Я в таких случаях чаще всего тихо отключалась, а потом ночью беззвучно ревела в подушку.
К моей большой радости, мужу подруги предложили выгодный контракт, и они всей семьей улетели на два года в командировку на другой край света. А я настояла на переезде в Риткину квартиру на время их отсутствия. Очень уж мне не хотелось, чтобы Василий появился на нашем пороге, — узнать мой адрес для человека со связями совсем не трудно. Сим-карту я тоже сменила, так что звонки Василия прекратились, и мы зажили почти прежней жизнью.
***********
Время близилось к полуночи, а дочери все не было. Такое случилось впервые. Обычно Катька предупреждала, если приходилось где-то задерживаться. Но сегодня ее телефон упорно хранил молчание, как старая дева свою честь, которая вообще-то никому и не нужна. «Недоступен, недоступен, недоступен…» — монотонно твердил из трубки металлический голос. Тупо и недоуменно на мои вопросы отвечали и дочерины подружки. Никто даже предположить не мог, где она может находиться в такой поздний час.
— Катька, Катька… И что мне делать? Начинать обзванивать больницы и морги?
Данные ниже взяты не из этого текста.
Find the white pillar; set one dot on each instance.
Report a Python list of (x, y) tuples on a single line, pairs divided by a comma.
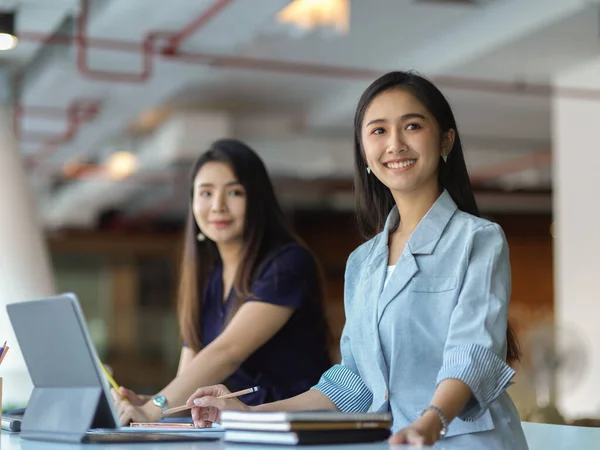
[(576, 185), (25, 271)]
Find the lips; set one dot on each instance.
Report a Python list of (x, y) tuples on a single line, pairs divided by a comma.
[(221, 223), (400, 164)]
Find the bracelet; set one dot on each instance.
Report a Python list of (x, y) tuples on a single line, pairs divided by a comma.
[(438, 411)]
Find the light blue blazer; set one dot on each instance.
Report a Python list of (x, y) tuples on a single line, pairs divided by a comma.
[(442, 314)]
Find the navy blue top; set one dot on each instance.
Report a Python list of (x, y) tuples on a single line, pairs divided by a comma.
[(293, 360)]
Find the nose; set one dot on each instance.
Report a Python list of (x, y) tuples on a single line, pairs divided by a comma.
[(218, 203), (395, 143)]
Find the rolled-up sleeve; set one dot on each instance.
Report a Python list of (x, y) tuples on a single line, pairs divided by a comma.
[(475, 349), (343, 385)]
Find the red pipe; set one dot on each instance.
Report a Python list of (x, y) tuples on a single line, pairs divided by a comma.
[(146, 47), (176, 41), (80, 111), (301, 68)]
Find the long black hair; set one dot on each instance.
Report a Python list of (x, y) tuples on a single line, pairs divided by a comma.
[(374, 200), (265, 229)]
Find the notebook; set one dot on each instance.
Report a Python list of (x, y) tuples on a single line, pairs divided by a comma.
[(303, 416), (307, 437), (304, 427)]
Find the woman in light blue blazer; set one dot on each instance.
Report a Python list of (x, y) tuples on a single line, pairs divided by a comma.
[(426, 297)]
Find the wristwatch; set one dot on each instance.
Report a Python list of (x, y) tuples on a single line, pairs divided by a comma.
[(161, 402), (443, 420)]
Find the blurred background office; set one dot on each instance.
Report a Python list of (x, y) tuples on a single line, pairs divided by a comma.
[(107, 103)]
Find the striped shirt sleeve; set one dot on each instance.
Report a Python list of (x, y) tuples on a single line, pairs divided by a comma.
[(345, 389), (485, 373), (475, 348)]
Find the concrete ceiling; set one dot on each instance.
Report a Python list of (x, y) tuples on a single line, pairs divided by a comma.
[(230, 65)]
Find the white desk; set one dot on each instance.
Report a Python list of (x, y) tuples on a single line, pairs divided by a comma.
[(539, 437)]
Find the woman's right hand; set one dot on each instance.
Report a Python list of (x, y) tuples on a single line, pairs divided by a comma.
[(206, 407), (132, 397)]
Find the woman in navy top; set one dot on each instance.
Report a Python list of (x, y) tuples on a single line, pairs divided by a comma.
[(250, 303), (426, 296)]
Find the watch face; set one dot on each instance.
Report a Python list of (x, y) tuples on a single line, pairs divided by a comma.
[(159, 400)]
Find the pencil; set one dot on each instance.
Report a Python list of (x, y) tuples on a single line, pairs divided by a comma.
[(3, 353), (232, 395), (110, 379)]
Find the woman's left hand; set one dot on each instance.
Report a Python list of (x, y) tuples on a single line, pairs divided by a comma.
[(127, 412), (418, 433)]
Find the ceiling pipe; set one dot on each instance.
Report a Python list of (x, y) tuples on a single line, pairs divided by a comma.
[(309, 69), (146, 48), (177, 40)]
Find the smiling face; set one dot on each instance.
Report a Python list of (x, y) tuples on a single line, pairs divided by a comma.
[(219, 203), (402, 142)]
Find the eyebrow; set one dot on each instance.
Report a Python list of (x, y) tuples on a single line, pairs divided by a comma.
[(403, 118), (230, 183)]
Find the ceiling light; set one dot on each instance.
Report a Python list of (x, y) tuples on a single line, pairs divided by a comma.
[(121, 164), (8, 38), (309, 15)]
Ну, появись, позвони… пожалуйста, доченька…
Я уже раз десять раскладывала карты — ничего страшного они не предрекали, но тревога все равно методично колотила по вискам, а воображение визгливой и склочной бабой, которую невозможно прервать в ее словесном потоке, рисовало картины одну ужаснее другой.
Подушка добросовестно сносила мои удары и впитывала слезы. Они лились ручьями, я ничего не могла поделать с собой. Видимо, такова участь всех родителей. Переживания никто и никогда не отменит. И никакое провидение свыше не остановит поток боли, вливающийся в сердце при одной лишь мысли, что с твоим ребенком может произойти что-то плохое. Вот я и тряслась осиновым листом, готовая сорваться по любому звонку, лететь хоть на край света…
— Лишь бы у Катьки ничего не случилось, лишь бы она вернулась домой, лишь бы была целой и невредимой, лишь бы…
Преломлением сквозь собственные причитания я услышала скрежет ключа в замочной скважине.
Дочь была пьяна. Безобразно и невыносимо пьяна. Она глупо улыбалась, сползая по стене в прихожей, оставляя шлейфом на обоях подол платья, зацепившегося за крючок для сумок. Платье задралось почти до груди, оголив худые девичьи ноги, беспомощно разъезжающиеся в стороны, а красная полоска кружевных трусов больно резанула по глазам.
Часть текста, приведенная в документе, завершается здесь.